On peut encore citer Nicole Aubert et Jean Bézard, de l’association Solidarité normande aux incorporés de force d’Alsace-Moselle (Snifam) qui, en plus de leurs travaux historiques concernant les Malgré-nous sur le front de l’Ouest, ont aussi effectué des centaines de recherches pour les familles.
Enfin, l’historien Christophe Woehrle effectue des démarches pour que soit attribuée la mention « Mort pour la France » à ceux que l’administration a oubliés. Tous s’investissent bénévolement.

Les 24 d’Ysselsteyn

Outre Louis Ebener, Claude Herold a établi que 23 autres Malgré-nous alsaciens sont inhumés au cimetière allemand d’Ysselsteyn.

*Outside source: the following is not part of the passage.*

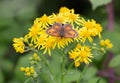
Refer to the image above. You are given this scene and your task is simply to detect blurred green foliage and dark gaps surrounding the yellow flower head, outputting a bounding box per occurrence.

Voici leurs noms, dates et lieux de naissance :
– Nicolas Elser, né le 9 août 1913 à Voegtlinshoffen ;
– Ernest Elter, né le 18 septembre 1912 à Schoenau ;
– Frédéric Erb, né le 12 janvier 1909 à Illkirch-Graffenstaden ;
– Joseph Frankhauser, né le 27 décembre 1924 à Strasbourg ;
– Jean Hatt, né le 7 février 1915 à Strasbourg ;
– Antoine Heitz, né le 15 juin 1917 à Kuttolsheim ;
-Jacques Heyer, né le 9 février 1908 à Hohfrankenheim ;
– Charles Hornecker, né le 3 avril 1910 à Hochfelden;
– Henri Husser, né le 21 octobre 1910 à Weinbourg ;
– Henri Kleinmann, né le 1er avril 1912 à Heiligenstein ;
– François Lentz, né le 11 octobre 1925 à Cernay ;
– Roger Meyer, né le 6 septembre 1926 à Riedisheim ;
– Louis Mittler, né le 27 septembre 1909 à Belfort ;
– Joseph Rothwiller, né le 18 décembre 1913 à Strasbourg ;
– Jean Schaal, né le 3 janvier 1912 à Horbourg-Wihr ;
– Joseph Scharrer, né le 20 juin 1909 à Schweighouse-Lautenbach ;
– Léon Schisselé, né le 1er décembre 1922 à Strasbourg ;
– Jean-Charles Schitz, né le 10 mai 1920 à Strasbourg ;
– Pierre Schlumberger, né le 9 décembre 1923 à Mulhouse ;
– Albert Schmitt, né le 20 mai 1909 à Wittisheim ;
– Oscar Sester, né le 12 novembre 1916 à Riedisheim ;
– Lucien Stoeckel, né le 11 février 1911 à Saasenheim ;
– Gustave Weissenstein, né le 4 octobre 1924 à Erstein.